Via the Kept-Up Academic Librarian, I discovered that one blogger has named Princeton as #2 in his list of The 20 Most Beautiful Colleges in the USA. It is a lovely campus. If you’re not familiar with it, you can take the virtual tour. You can also just watch the opening credits of the tv show House, since the big building you see from the air that poses as the hospital is actually the Frist Campus Center at Princeton. I discovered that when my lovely wife Jen ordered some House episodes on Netflix.
The list reminds me that I sometimes forget how beautiful the campus really is. When I’m on campus, I spend a lot of my day in my office and other windowless underground rooms in Firestone Library. I like my office, except it doesn’t have a window and it’s three floors underground (and five floors from the philosophy and religion collections). My last office did have a window, but it only overlooked the area outside a staff elevator and wasn’t nearly as pleasant a space, so it’s hard to complain too much.

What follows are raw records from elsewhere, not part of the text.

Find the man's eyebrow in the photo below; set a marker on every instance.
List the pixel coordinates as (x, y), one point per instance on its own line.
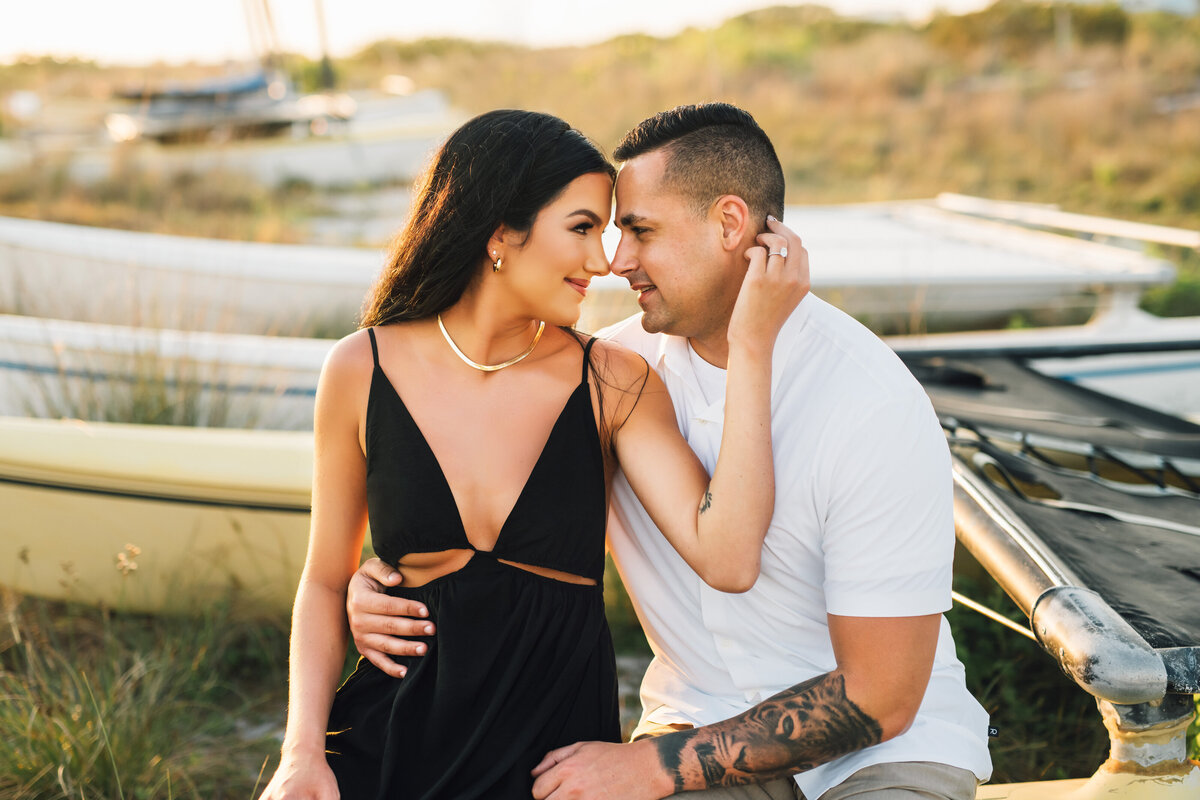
(587, 212)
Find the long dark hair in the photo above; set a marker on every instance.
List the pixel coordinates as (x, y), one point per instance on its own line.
(499, 167)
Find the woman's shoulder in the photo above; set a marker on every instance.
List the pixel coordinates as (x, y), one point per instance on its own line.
(351, 354)
(618, 367)
(617, 358)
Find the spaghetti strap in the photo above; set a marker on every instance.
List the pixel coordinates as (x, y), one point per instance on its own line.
(587, 358)
(375, 348)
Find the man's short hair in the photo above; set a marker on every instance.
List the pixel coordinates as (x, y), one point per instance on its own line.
(713, 149)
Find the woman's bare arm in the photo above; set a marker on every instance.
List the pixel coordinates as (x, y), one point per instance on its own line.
(318, 623)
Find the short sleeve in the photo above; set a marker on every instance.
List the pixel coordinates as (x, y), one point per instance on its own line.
(888, 530)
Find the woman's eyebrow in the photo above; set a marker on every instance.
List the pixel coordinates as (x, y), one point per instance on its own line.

On the positive side, my office is very quiet and private, and it’s easy to get work done there as long as I remember to take vitamin D pills to make up for the lack of sunlight. Fortunately, the library supplies me with a fresh bottle of vitamin supplements on the first of every month so that’s not a problem.
It’s easy for me to get caught up in the daily problems of the library and forget the attractive world just outside the door. I need to force myself to leave the building occasionally and take some long walks around campus.
It also reminds me, though, of one reason I like being an academic librarian. I’ve been in some very attractive public libraries, but rarely are the surroundings as pleasant as a lot of college campuses. Princeton is especially attractive, but many colleges and universities have attractive campuses (my own humble alma mater the U. of Alabama was ranked #17). One of the perks of working in academia, at least at many colleges and universities, is the pleasant surroundings. Sure, at Princeton inside the building might not be that great (I love walking the stacks of Firestone, but it’s a workaday library on the inside, not a showplace), but all I have to do is step outside and take a look around to gain a completely different perspective. For example, if I walk about 20 yards across the courtyard, I can go in the chapel, which is magnificent and about the size of many a cathedral. I think the lack of collegiate surroundings would be what I’d miss most if I ever left academia.
I’m counting my blessings instead of sheep.